We’ve turned the weekly worship gathering into a stroll down memory lane... but those people don’t share our memories, so, for them, it’s a boring slide show of someone else’s past. They’ve got their own stories to tell, but we never ask and listen.

We have our traditions to protect. They don’t really advance the gospel, but we will castigate anyone who threatens to do things a new way. And we mark our territory, getting angry if we don’t get to park in our spot, or sit in our usual seat, or meet in our favorite room.

We have a catalog of unwritten rules -- about clothing and hair and tattoos and parenting and how to talk and what opinions are acceptable. That wouldn’t be so bad if we could keep them to ourselves, but instead we must point out to the violators the error of their ways.

In our church finances, we will spend tens of thousands on stained glass, but only hundreds (maybe) to feed hungry children.

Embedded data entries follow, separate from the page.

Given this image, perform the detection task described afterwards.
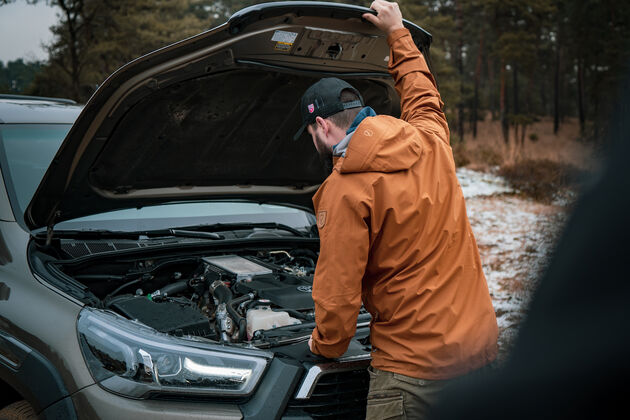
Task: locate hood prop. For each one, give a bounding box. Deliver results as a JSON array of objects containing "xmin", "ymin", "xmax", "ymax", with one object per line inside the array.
[{"xmin": 45, "ymin": 210, "xmax": 61, "ymax": 247}]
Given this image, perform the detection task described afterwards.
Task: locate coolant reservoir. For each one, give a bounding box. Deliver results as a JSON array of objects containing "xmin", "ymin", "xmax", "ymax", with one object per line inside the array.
[{"xmin": 247, "ymin": 306, "xmax": 301, "ymax": 340}]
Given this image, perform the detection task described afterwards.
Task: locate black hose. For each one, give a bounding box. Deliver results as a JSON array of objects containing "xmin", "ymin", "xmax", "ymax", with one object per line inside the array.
[
  {"xmin": 272, "ymin": 308, "xmax": 315, "ymax": 322},
  {"xmin": 210, "ymin": 281, "xmax": 249, "ymax": 342},
  {"xmin": 103, "ymin": 277, "xmax": 143, "ymax": 301},
  {"xmin": 151, "ymin": 280, "xmax": 188, "ymax": 298}
]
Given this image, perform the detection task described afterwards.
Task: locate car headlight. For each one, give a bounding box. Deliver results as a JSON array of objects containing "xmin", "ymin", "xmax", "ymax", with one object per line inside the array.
[{"xmin": 77, "ymin": 308, "xmax": 272, "ymax": 398}]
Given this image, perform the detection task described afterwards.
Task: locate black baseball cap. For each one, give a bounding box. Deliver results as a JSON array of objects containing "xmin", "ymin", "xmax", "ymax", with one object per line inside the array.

We will spend hundreds of thousands on buildings and nothing to rescue children from human trafficking.

We will wonder why we don’t have more children in church, but we haven’t renovated our children’s area since 1960... “I mean, my children are grown, so why should I care? A musty smell never killed anyone, as far as I know.”

In Conclusion...

I could go on and on, but it boils down to two great missing loves. We don’t love Jesus enough to change who we are, and we don’t love others enough to change what we do. So why, in God’s name, would we expect anyone to be drawn to this?

Jesus said to the church in Laodicea, “Because you are lukewarm, and neither hot nor cold, I am going to vomit you out of my mouth.” Why would we try to serve the world something that Jesus finds nauseating? ...and expect them to happily lap it up?

So that’s my simple two-item list of “Everything You Need to Know About Why Your Church is Dying.” I propose that there are no other reasons than these two. But I welcome differing opinions.

Let me know when you want me to come coach your church toward real love and commitment!

Monday, December 30, 2013

Fixing the Weakest Link - Strengthening People’s Ties to the Whole Church

If you’ve been involved in church life at any level of depth and for any length of time, you’ve seen it… even if you didn’t recognize it.  It’s a domino effect: an active member of the congregation is lost, and several other people suddenly disappear.  There is a cure for this. 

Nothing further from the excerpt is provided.